For the notebook, we pruned Alexnet using sensitivity pruning and captured the checkpoints after the first epoch ends (epoch 0) and after the last epoch ends (epoch 89).
You can download these checkpoints from here:
* https://s3-us-west-1.amazonaws.com/nndistiller/sensitivity-pruning/alexnet.checkpoint.0.pth.tar
* https://s3-us-west-1.amazonaws.com/nndistiller/sensitivity-pruning/alexnet.checkpoint.89.pth.tar
* https://s3-us-west-1.amazonaws.com/nndistiller/hybrid/checkpoint.alexnet.schedule_sensitivity_2D-reg.pth.tar
## Table of Contents
1. [Load the training checkpoints](#Load-the-training-checkpoints)

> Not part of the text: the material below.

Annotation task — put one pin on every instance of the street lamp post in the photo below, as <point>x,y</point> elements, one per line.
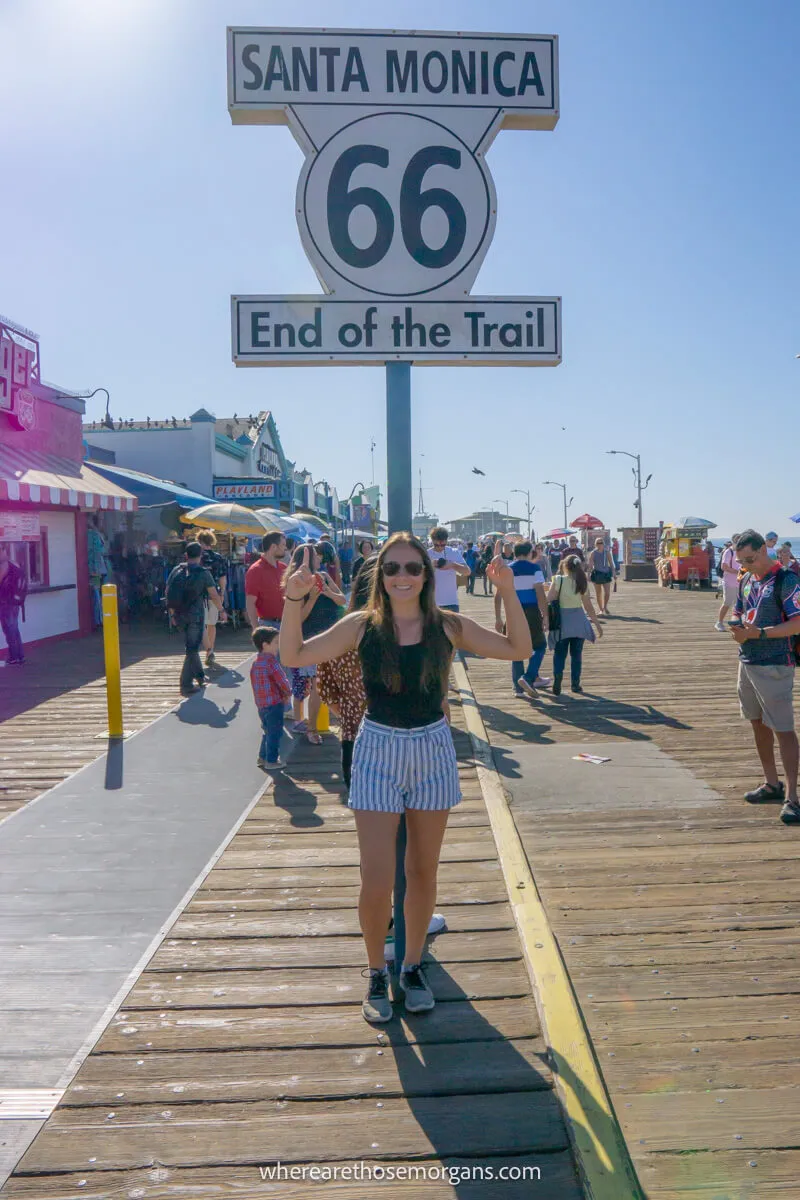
<point>637,474</point>
<point>506,504</point>
<point>551,483</point>
<point>527,495</point>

2. [Let's see some statistics](#Let's-see-some-statistics)
3. [Compare weights distributions](#Compare-weights-distributions)
4. [Visualize the weights](#Visualize-the-weights)<br>
4.1. [Fully-connected layers](#Fully-connected-layers)<br>
4.2. [Convolutional layers](#Convolutional-layers)<br>
4.3. [Kernel pruning](#Kernel-pruning)<br>
4.4. [Let's isolate just the 2D kernels](#Let's-isolate-just-the-2D-kernels)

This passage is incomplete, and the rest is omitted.